You're about my age, Toby. When I was born the world stood at an all-time record population of about 2.5-billion humans. It took around 11,000+ years of civilization to first pass the 1 billion mark around 1814. A century and a bit later that had swelled by 2.5-fold. Since my birth we've swelled our numbers a further 3-fold to 7.5 billion. In other words, in the span of just two centuries in the now 12,000 years of human civilization we have increased our population by a factor of 7.5. And, especially during the post-war era we have compounded that 3-fold increase in raw numbers by a significant increase in our per-capita consumption. Integral to this was the planning assumption that growth would solve all our problems, something we've not been able to shake no matter how clear the evidence this is backfiring.

Cheap (but dirty) fossil fuel energy and raw sleight of hand (the Green Revolution for example) has allowed man to grow the economy far beyond the limits of the environment. That now stands at 1.7 and it's growing every year.

Let's value our natural reserves (freshwater, biomass, etc.) at $10,000. That's what we have in the bank. Now let's value the Earth's replenishment rate, its carrying capacity, at $1,000 and call that our monthly take home pay. Then we'll peg our consumption of resources at $1,700 and call that our monthly expenses. In other words you've got 10-grand in the bank, $1,000 a month in take home pay, and you're covering expenses of $1,700 a month. Your bank balance is being drained at $700 per month. That's the ecological catastrophe that's building now.

This isn't hypothetical. It's tangible, demonstrable, measurable. It's visible to the naked eye from the International Space Station. It takes many forms from dry lake beds and rivers that no longer run to the sea. It's evident in spreading deforestation and desertification, in dust clouds that rise over China and cross the Pacific to North America. It's visible in algae blooms in our rivers and lakes. NASA's Grace satellites measure the subsidence of drained aquifers to within a fraction of an inch.

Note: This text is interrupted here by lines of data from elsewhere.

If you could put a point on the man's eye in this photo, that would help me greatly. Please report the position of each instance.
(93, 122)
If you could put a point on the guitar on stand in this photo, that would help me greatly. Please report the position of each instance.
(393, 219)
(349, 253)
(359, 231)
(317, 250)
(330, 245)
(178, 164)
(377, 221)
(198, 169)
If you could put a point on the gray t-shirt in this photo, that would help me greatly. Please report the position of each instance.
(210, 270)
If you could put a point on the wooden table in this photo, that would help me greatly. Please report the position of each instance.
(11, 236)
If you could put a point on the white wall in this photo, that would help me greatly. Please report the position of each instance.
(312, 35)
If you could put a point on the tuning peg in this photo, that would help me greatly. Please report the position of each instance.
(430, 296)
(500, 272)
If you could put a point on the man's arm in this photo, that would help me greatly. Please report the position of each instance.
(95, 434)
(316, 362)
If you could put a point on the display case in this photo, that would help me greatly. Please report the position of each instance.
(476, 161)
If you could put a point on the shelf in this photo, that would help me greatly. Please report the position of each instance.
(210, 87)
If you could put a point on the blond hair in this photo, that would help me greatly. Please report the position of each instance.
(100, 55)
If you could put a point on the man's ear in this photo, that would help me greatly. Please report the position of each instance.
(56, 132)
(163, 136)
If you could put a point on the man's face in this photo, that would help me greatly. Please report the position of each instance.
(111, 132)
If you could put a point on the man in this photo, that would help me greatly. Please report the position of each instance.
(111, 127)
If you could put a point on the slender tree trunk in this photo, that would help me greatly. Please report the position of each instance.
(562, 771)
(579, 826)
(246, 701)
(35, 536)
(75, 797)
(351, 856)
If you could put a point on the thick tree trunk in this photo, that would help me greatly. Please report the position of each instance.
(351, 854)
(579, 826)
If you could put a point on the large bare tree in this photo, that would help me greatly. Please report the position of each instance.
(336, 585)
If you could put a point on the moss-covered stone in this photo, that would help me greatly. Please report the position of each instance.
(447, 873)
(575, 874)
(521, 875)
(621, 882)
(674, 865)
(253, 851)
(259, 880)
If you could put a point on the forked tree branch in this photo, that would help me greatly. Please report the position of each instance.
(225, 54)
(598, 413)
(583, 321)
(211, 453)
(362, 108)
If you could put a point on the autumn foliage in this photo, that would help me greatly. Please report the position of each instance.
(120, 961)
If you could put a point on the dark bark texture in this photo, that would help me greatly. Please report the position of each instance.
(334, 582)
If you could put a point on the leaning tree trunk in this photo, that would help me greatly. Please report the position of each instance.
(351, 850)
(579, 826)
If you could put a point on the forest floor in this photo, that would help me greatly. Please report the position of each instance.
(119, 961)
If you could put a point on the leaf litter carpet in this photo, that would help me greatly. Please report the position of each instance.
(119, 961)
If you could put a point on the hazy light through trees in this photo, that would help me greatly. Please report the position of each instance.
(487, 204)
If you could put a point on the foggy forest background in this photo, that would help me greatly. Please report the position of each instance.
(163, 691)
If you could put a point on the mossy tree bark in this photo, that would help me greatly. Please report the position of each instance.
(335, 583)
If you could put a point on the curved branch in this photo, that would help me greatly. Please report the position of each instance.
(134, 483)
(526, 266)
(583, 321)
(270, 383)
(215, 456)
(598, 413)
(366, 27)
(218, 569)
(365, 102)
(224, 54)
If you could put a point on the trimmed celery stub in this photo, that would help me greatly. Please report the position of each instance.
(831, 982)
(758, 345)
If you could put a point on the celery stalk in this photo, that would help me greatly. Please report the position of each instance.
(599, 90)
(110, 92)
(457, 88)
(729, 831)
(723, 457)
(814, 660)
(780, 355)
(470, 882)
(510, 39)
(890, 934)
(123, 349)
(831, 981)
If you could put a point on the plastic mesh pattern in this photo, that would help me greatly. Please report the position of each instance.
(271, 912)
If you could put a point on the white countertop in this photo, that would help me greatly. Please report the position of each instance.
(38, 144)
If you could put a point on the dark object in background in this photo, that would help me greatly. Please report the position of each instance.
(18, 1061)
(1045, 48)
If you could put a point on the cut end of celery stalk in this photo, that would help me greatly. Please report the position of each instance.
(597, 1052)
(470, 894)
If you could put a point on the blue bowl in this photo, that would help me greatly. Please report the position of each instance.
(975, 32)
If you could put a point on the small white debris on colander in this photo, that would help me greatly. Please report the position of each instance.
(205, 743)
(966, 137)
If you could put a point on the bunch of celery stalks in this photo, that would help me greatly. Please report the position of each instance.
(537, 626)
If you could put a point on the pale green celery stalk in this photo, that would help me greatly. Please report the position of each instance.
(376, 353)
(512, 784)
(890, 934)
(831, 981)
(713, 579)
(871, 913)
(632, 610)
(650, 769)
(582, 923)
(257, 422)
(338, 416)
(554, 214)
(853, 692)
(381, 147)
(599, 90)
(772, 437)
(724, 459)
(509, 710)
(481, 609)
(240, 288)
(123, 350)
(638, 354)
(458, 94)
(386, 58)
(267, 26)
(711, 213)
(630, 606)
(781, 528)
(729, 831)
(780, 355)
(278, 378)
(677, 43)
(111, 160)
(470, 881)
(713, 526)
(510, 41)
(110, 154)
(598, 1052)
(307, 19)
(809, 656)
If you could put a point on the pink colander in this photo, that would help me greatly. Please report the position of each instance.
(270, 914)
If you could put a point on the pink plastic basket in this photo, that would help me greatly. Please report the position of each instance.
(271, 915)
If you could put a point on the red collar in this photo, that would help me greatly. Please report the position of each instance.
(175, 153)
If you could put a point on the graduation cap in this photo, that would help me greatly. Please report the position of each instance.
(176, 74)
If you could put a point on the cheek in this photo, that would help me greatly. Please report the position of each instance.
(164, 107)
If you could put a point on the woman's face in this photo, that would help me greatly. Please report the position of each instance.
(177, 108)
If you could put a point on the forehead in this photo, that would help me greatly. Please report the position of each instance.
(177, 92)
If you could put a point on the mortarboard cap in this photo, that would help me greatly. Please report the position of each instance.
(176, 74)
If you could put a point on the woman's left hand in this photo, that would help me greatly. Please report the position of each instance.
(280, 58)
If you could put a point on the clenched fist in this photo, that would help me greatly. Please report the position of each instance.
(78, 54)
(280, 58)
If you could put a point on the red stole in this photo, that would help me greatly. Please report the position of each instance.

Here on Earth we see the evidence in fish species over-fished to extinction as our commercial fleet fishes down the food chain. We see it in oceanic dead zones and in ocean acidification. We see it in species extinctions and in migrations. The evidence of our profligacy and indifference is everywhere and it's undeniable. And yet still we carry on with our bag of conjuring tricks looking for ever more next year. Think we're not a species gone mad?

Toby said...

Back about 1972 I attended a lecture on global warming at the Vancouver Planetarium. What has been happening since is pretty much as predicted. Solutions to the problems are much more difficult than changing our light bulbs or driving electric cars.

John's Aghast said...

Toby, back about the same time a fellow by the name of EF Schumacher wrote "Small is Beautiful" which addressed the same problems we're encountering now, some 45 years later. We have not learned a thing in 45 years! I worry that another 45 years will be too late.